Where is the Mongolian theater development at compared to world theaters?

I would say that Mongolia is 50 years behind when it comes to theatrical development and I'm not talking about technological advancements. It is about the mindset of theaters. People talk about how Mongolian theater should be Mongolian and seek to create our own theater methods. However, that is impossible since Mongolia is still not on the same level with other countries with rich history of theater, like German, Russia, the USA and England. Firstly, we have to reach their level and then we can invent our new methods and that is the rule. I’m not saying that we should abandon our own culture but those countries are trend setters and dominating the theater world. Obviously, we can’t completely copy them and we can add traditional or social elements to plays.

Your father is one of the main actors in “Faust”. What was it like  to work with your father, not as a son, but as director and actor?

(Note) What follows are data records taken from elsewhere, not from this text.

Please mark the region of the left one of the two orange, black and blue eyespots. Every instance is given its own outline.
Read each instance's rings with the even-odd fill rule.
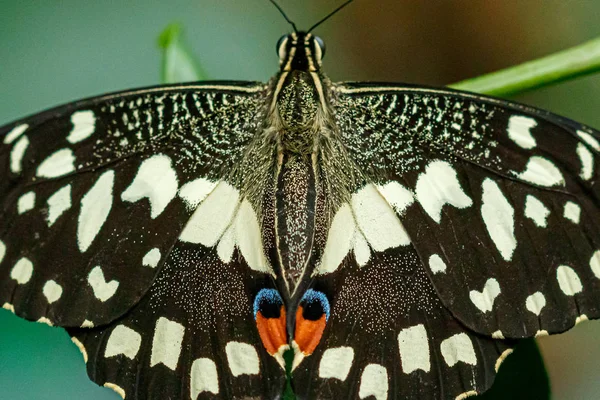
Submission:
[[[285,305],[275,289],[261,289],[254,298],[254,319],[265,349],[283,360],[287,348]]]

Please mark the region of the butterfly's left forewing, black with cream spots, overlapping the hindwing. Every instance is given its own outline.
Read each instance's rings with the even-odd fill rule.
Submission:
[[[253,136],[261,90],[145,89],[2,128],[0,304],[71,327],[125,313]]]

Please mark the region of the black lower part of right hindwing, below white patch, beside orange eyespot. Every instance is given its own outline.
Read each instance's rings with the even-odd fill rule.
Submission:
[[[313,284],[332,299],[331,315],[315,352],[293,371],[299,399],[454,399],[483,392],[514,345],[462,325],[412,246],[373,253],[360,267],[351,254]]]

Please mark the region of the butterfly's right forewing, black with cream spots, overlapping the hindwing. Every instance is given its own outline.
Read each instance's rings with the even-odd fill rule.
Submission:
[[[598,132],[472,94],[336,91],[351,158],[395,208],[454,316],[513,338],[598,318]]]

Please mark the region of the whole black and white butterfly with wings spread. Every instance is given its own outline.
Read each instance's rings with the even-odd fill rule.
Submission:
[[[277,48],[0,128],[0,305],[127,399],[461,399],[599,317],[598,131]]]

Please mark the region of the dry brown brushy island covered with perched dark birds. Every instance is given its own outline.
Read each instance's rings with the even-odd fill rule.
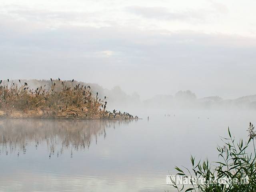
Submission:
[[[26,82],[0,80],[0,117],[2,118],[75,118],[137,119],[127,112],[106,110],[106,96],[92,94],[90,86],[74,80],[50,81],[49,85],[29,88]]]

At first, it was very hard for me. People may think that it must be nice to work with your father, but it isn’t nice. I call him by his role name, Old Faust, while rehearsing. We had to be professional and step back from our personal life. Thanks to my father’s experience, he helped me overcome this problem and demonstrated how to be professional at a workplace. I sometime call him jokingly “brother Miigaa”. Now that difficulty is completely gone and we overcame it together.

What is Alpha Theater planning after “Faust”?

In November, a play by Marius von Mayenburg will be staged. In early 2021, Alpha Theater will play “Love, Love, Love” by Mike Bartlett and Turandot by Carlo Gozzi. As I mentioned before, in July 2021, “Faust” will be staged for tourists. All the plays will be postdramatic.